Children who die before adulthood, think of what the parents have actually lost. There will be no pictures of high school or college graduations. There will be no pride of having a son or daughter join the military because it’s something they had always dreamed of doing. For Dads, there will be no walking her down the aisle or the joy of seeing him standing at an altar, watching his life partner walk toward him. There will be no grandchildren to love and to hold…and, of course, to spoil rotten. No, all of those things will be denied, and that means that the word, “closure,” is a nothing word. It connotes nothing to the parents who have lost everything.

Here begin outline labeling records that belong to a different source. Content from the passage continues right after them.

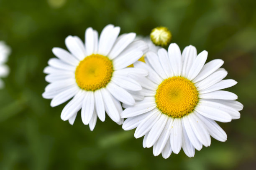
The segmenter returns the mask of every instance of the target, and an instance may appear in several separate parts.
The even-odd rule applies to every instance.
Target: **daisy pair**
[[[118,37],[119,27],[107,25],[99,38],[91,28],[85,31],[85,42],[77,36],[69,36],[65,40],[69,52],[54,48],[58,58],[50,59],[44,72],[49,82],[43,96],[52,99],[55,107],[72,99],[65,106],[61,118],[73,124],[81,111],[84,124],[92,130],[97,118],[104,121],[105,111],[114,122],[121,125],[123,111],[120,102],[133,105],[136,92],[141,85],[128,77],[147,75],[143,69],[126,67],[137,61],[147,50],[143,41],[134,41],[134,33]]]
[[[136,128],[135,137],[144,136],[143,146],[153,146],[153,153],[166,158],[182,148],[189,157],[195,149],[210,145],[210,136],[220,141],[227,135],[215,121],[238,119],[243,105],[237,96],[221,90],[236,84],[223,79],[227,72],[217,59],[205,64],[207,53],[197,55],[187,47],[182,54],[176,44],[168,51],[154,48],[146,63],[136,61],[148,50],[134,33],[118,37],[120,28],[109,25],[99,38],[92,28],[85,31],[85,42],[68,36],[69,52],[55,48],[58,58],[49,60],[44,70],[50,84],[43,96],[55,107],[72,99],[61,118],[73,124],[80,110],[83,122],[92,130],[105,112],[125,130]],[[154,51],[154,52],[153,52]],[[127,68],[133,63],[133,68]],[[121,105],[125,108],[123,111]],[[123,122],[123,119],[127,118]]]
[[[207,56],[206,51],[197,55],[192,45],[182,54],[173,43],[168,51],[161,48],[157,54],[147,52],[146,63],[133,64],[148,72],[146,78],[131,76],[143,88],[138,94],[146,97],[133,106],[123,104],[126,109],[121,117],[127,119],[123,128],[136,128],[135,138],[144,136],[143,147],[153,146],[155,156],[161,153],[167,158],[182,148],[188,156],[193,157],[195,149],[210,145],[210,136],[222,142],[227,140],[215,120],[228,122],[240,118],[243,106],[235,100],[237,96],[222,90],[237,82],[223,80],[227,72],[220,68],[222,60],[205,64]]]

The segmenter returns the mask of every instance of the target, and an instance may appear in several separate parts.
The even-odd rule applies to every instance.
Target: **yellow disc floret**
[[[155,45],[165,47],[172,40],[172,33],[166,27],[156,27],[151,32],[150,38]]]
[[[81,61],[77,67],[76,81],[82,89],[95,91],[106,87],[113,73],[113,65],[108,58],[92,54]]]
[[[158,109],[173,118],[181,118],[192,112],[198,102],[198,92],[194,84],[182,77],[164,80],[155,96]]]

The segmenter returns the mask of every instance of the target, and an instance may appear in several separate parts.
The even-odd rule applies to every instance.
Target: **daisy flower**
[[[227,140],[224,130],[215,122],[228,122],[239,119],[243,108],[235,100],[237,96],[221,90],[236,85],[233,80],[223,79],[227,71],[219,68],[220,59],[205,64],[207,52],[197,55],[196,48],[186,47],[182,54],[178,45],[171,44],[157,55],[149,52],[146,63],[138,61],[134,67],[146,70],[143,78],[132,77],[143,89],[138,94],[146,96],[132,106],[123,104],[121,114],[125,120],[123,128],[136,128],[134,136],[144,136],[144,148],[153,146],[153,153],[164,158],[178,154],[182,148],[189,157],[195,148],[211,144],[210,135],[220,141]]]
[[[65,40],[70,52],[59,48],[52,50],[58,58],[50,59],[44,72],[50,84],[43,96],[52,99],[55,107],[72,99],[63,108],[61,118],[74,123],[77,112],[81,110],[82,122],[94,128],[97,118],[104,121],[105,111],[114,122],[121,124],[123,111],[120,102],[135,103],[132,92],[142,88],[128,74],[144,77],[147,72],[139,68],[126,68],[137,61],[147,50],[142,41],[133,42],[134,33],[118,37],[120,28],[107,25],[99,38],[98,32],[91,28],[85,31],[85,43],[76,36],[69,36]],[[136,96],[135,96],[136,98]]]
[[[9,68],[5,64],[10,52],[10,49],[3,41],[0,41],[0,78],[5,77],[9,74]],[[3,81],[0,79],[0,88],[4,86]]]

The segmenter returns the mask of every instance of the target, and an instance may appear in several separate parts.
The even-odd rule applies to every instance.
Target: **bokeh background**
[[[10,46],[10,68],[0,90],[0,170],[256,169],[256,2],[248,0],[0,0],[0,40]],[[241,118],[220,123],[221,142],[164,160],[144,149],[134,130],[108,118],[91,132],[80,115],[74,125],[60,119],[64,105],[52,108],[42,97],[43,70],[54,47],[66,49],[69,35],[84,40],[85,29],[100,32],[109,23],[121,33],[148,35],[166,26],[181,49],[192,44],[220,58],[228,90],[244,105]]]

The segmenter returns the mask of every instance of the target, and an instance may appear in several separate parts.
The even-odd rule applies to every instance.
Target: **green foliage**
[[[256,11],[250,0],[0,0],[0,40],[12,48],[9,75],[0,90],[0,169],[253,169],[256,167]],[[124,131],[107,118],[93,132],[80,115],[74,125],[60,119],[65,104],[52,108],[41,94],[47,83],[43,70],[54,47],[66,48],[68,35],[84,39],[85,29],[100,32],[108,24],[121,32],[148,35],[166,27],[172,42],[221,58],[229,90],[244,105],[241,118],[221,123],[223,143],[194,158],[181,151],[167,160],[144,149],[134,130]]]

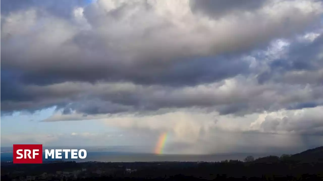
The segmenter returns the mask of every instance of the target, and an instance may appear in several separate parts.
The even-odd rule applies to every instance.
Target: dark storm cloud
[[[65,114],[95,115],[196,107],[242,115],[314,107],[308,103],[320,100],[322,87],[307,92],[270,81],[318,71],[320,38],[281,59],[244,58],[317,23],[318,5],[283,1],[101,0],[76,12],[82,2],[7,2],[0,18],[0,109],[57,106]]]
[[[292,44],[284,57],[274,60],[270,68],[258,75],[260,84],[268,81],[290,84],[322,85],[323,83],[323,36],[312,42]]]

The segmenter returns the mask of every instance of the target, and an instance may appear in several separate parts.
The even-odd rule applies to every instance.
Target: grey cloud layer
[[[65,1],[0,4],[0,113],[321,108],[320,1]],[[290,126],[305,119],[291,115],[255,129],[319,132],[317,117]]]

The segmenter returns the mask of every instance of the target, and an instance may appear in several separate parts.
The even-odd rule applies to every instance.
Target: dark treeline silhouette
[[[24,180],[27,176],[44,175],[44,172],[48,176],[37,177],[36,180],[315,181],[323,179],[323,147],[292,155],[283,155],[280,157],[269,156],[255,159],[250,156],[244,161],[70,162],[41,165],[7,164],[0,166],[0,175],[2,176],[0,180]],[[75,172],[77,170],[83,171],[80,171],[77,176],[73,176],[72,173],[69,176],[61,177],[59,176],[61,174],[57,173],[59,171]],[[23,174],[21,171],[23,171]]]

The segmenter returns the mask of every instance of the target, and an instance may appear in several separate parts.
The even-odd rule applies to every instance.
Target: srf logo
[[[42,145],[14,145],[14,164],[43,163]]]

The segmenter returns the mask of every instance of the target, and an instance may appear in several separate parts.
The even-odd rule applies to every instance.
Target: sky
[[[165,133],[165,153],[321,146],[322,13],[319,0],[2,0],[0,146],[152,152]]]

Perhaps this is my way of saying that I will never, ever, take the loss of a child quite the same again. Whether it’s because the kid was speeding and he/she survived while others were killed, or because all were killed because the 17-year old had found someone to buy booze and was drunk at the wheel. It just doesn’t matter. It’s a child or children who are lost and cannot be reclaimed. The SIDS death mentioned above was, in its own way, favorable in that the couple went on to have two more kids who are now young adults, but that’s just not always the case. So whether it’s a child shot in a drive-by, or a teenager who overdoses on fentanyl, it’s still a child who is lost to this world, and that’s a burden that you or I never wish to shoulder. To every family who has ever lost a child, “I’m sorry. I’m sorry that it took me so many years to understand the depth of your loss.” May the Good Lord find other ways to bring positive blessings into your lives.